Presidente do STF, ministro Edson Fachin

Fachin defende STF de “ameaças” em nota sobre crise no sistema financeiro

Há 2 meses
Atualizado sexta-feira, 23 de janeiro de 2026

Por Carolina Villela

O presidente do Supremo Tribunal Federal, ministro Luiz Edson Fachin, divulgou nesta quinta-feira (23) uma nota oficial em que reafirma a autonomia da Corte e alerta contra tentativas de “desmoralização” da instituição. O documento foi emitido em meio a uma crise envolvendo o sistema financeiro nacional que mobiliza diferentes órgãos do governo.

Na nota, Fachin enfatiza que “o Supremo Tribunal Federal não se curva a ameaças ou intimidações” e classifica ataques à Corte como investidas contra “o próprio coração da democracia constitucional e do Estado de direito”. O presidente do STF não detalha quais seriam as pressões sofridas pela instituição, mas destaca que a crítica é legítima, diferenciando-a de tentativas de destruição institucional.

Papéis institucionais na crise financeira

O documento delimita as competências de cada órgão na resposta à situação que afeta o sistema financeiro. Segundo Fachin, cabe ao Banco Central assegurar a estabilidade financeira, a continuidade das operações bancárias e a proteção dos depositantes, exercendo suas funções técnicas “com plena autonomia e sem ingerências indevidas”.

O ministro reforçou que a Polícia Federal tem a atribuição de apurar eventuais crimes como gestão temerária, fraude financeira, manipulação de informações e lavagem de dinheiro. Já a Procuradoria-Geral da República deve promover a persecução penal e controlar a legalidade das investigações.

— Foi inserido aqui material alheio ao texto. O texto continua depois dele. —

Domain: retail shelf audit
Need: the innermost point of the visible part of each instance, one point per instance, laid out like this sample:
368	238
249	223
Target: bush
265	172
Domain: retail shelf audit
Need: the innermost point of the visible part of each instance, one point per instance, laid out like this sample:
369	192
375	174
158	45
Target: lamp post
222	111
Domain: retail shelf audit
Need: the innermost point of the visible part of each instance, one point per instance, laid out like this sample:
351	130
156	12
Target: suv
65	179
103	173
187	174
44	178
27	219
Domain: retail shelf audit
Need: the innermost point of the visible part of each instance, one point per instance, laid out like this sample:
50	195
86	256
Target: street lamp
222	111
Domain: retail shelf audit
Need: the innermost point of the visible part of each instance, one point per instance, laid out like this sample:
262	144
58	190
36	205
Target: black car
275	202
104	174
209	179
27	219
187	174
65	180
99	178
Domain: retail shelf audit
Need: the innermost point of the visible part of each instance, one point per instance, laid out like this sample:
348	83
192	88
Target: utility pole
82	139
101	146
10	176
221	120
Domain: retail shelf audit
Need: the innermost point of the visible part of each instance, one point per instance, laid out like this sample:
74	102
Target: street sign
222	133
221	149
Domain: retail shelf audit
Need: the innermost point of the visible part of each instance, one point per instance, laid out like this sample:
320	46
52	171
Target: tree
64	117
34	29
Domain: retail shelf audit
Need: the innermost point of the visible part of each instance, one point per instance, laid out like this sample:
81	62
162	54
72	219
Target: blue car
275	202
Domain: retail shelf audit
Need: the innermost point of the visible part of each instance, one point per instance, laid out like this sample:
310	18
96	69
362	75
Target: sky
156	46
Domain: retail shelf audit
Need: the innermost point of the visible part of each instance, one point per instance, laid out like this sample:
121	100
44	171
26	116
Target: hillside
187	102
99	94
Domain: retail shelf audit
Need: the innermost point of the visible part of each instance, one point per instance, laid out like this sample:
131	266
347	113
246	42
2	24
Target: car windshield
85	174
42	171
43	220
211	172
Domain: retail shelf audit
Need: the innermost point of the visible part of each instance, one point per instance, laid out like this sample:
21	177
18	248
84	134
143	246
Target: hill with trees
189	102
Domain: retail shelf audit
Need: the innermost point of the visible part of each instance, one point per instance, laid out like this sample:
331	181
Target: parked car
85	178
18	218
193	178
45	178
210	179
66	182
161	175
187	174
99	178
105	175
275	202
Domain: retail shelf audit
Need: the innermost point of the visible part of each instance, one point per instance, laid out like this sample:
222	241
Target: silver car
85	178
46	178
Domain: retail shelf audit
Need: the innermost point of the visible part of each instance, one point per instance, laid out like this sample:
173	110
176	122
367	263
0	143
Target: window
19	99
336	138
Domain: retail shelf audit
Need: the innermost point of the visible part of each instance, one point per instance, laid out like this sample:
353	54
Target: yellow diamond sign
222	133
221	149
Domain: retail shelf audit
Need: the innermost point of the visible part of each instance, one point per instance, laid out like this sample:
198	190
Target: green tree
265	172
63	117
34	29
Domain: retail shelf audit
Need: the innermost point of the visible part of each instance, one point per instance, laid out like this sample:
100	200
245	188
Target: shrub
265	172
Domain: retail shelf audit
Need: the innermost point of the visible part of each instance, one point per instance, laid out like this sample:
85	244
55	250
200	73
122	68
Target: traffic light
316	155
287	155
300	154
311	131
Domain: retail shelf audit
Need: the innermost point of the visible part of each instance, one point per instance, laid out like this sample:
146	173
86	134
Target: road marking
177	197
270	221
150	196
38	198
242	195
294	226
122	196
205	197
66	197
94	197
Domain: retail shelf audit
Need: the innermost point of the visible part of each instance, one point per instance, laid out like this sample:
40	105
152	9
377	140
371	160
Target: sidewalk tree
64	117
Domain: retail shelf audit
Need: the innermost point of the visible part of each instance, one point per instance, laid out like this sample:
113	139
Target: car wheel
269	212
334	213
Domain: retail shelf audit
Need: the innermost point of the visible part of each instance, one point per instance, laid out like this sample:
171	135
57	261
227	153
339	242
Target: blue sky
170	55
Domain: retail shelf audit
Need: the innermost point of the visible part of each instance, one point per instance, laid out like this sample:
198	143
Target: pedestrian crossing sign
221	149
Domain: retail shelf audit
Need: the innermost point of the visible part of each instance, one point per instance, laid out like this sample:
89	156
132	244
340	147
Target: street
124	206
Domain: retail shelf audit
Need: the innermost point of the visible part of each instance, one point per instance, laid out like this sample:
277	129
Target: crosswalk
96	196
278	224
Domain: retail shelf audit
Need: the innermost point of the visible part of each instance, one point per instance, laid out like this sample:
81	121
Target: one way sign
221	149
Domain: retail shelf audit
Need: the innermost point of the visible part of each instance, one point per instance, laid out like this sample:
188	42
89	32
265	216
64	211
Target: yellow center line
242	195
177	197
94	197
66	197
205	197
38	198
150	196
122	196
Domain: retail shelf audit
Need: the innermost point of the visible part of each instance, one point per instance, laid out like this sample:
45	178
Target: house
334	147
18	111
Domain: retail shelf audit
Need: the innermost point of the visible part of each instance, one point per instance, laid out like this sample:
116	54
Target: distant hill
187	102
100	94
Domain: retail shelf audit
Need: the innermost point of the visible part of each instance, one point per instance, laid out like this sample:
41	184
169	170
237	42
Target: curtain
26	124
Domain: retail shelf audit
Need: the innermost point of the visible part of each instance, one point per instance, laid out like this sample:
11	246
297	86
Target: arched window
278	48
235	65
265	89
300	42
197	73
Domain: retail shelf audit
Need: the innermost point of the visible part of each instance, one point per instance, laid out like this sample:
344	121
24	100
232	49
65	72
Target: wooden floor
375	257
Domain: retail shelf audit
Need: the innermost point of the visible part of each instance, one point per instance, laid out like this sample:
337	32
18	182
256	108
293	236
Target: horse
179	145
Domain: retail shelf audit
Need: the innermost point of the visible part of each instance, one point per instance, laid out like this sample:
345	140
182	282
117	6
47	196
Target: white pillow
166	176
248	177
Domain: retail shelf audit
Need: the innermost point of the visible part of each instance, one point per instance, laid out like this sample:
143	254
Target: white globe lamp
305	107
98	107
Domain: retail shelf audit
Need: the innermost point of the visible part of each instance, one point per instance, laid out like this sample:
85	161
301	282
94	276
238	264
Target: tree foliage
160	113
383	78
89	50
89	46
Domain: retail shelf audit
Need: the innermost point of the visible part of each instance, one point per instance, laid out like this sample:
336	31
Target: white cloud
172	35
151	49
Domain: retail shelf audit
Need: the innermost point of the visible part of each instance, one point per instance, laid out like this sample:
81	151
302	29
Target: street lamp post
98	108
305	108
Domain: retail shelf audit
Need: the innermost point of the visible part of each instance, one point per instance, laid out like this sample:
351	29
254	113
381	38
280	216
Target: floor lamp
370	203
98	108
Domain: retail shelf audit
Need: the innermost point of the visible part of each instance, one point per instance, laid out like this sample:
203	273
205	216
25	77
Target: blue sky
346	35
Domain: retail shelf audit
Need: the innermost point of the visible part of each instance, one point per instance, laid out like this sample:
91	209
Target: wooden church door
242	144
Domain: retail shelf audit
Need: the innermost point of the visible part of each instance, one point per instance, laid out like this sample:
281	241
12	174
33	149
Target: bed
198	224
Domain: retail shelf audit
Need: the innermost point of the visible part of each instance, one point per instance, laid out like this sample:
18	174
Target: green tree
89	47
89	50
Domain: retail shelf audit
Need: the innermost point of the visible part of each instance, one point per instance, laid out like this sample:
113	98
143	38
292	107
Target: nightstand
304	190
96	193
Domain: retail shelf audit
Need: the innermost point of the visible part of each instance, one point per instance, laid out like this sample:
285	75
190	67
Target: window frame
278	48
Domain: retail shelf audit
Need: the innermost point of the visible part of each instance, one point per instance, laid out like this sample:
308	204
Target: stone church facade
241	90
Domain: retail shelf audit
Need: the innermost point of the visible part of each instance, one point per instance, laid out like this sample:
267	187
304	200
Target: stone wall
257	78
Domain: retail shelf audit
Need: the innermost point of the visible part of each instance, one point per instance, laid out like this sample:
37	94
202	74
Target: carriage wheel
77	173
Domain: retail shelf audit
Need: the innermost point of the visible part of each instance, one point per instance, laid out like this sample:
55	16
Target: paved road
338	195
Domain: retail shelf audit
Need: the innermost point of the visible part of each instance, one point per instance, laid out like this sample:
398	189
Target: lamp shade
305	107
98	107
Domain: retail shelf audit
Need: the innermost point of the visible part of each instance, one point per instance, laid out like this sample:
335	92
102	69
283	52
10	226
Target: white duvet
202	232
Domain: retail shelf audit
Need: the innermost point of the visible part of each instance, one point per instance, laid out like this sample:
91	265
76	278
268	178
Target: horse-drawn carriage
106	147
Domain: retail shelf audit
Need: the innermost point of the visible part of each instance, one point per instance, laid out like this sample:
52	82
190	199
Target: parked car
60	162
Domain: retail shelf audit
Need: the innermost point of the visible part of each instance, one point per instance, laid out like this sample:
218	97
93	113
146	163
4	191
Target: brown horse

O STF, por sua vez, atua na supervisão judicial da matéria, que está sob relatoria do ministro Dias Toffoli. Fachin ressaltou que a Corte deve respeitar os campos de atribuições do Ministério Público e da Polícia Federal, mantendo-se nos limites da função jurisdicional.

Decisões durante o recesso

O presidente do STF esclareceu que o Tribunal Pleno encontra-se em recesso, período em que matérias urgentes são apreciadas pela presidência ou pelo relator competente. Atualmente, quem está no exercício da presidência é o ministro Alexandre de Moraes, vice-presidente da Corte.

Segundo Fachin, as decisões tomadas durante o recesso serão posteriormente submetidas à deliberação colegiada, conforme as normas regimentais.

“As matérias de competência do Tribunal Pleno ou das Turmas, quando decididas no recesso, serão, oportunamente, submetidas à deliberação colegiada, com observância do devido processo constitucional, da segurança jurídica e da uniformidade decisória. A colegialidade é método”.

O presidente afirma que não antecipa juízos sobre as questões, mas garante que não se furtará a conduzi-las de acordo com o devido processo constitucional, a segurança jurídica e a uniformidade decisória.

Defesa da instituição

Em tom contundente, Fachin adverte que aqueles que tentam desmoralizar o STF buscam “provocar o caos e a diluição institucional” para proteger “interesses escusos ou projetos de poder”. O ministro sustenta que defender o STF é defender as regras do jogo democrático e evitar que “a força bruta substitua o direito”.

O presidente da Corte reconhece que todas as instituições podem e devem ser aperfeiçoadas, mas rejeita qualquer tentativa de destruição. “Quem almeja substituir a ousada pedagogia da prudência pelo irresponsável primitivismo da pancada errou de endereço”, escreve Fachin.

A nota se encerra com um apelo à transparência, ética, credibilidade e respeitabilidade como compromissos de “todos nós democratas”. Fachin afirma que o Supremo “fez muito no Brasil em defesa do Estado de direito democrático” e promete que “fará ainda mais”.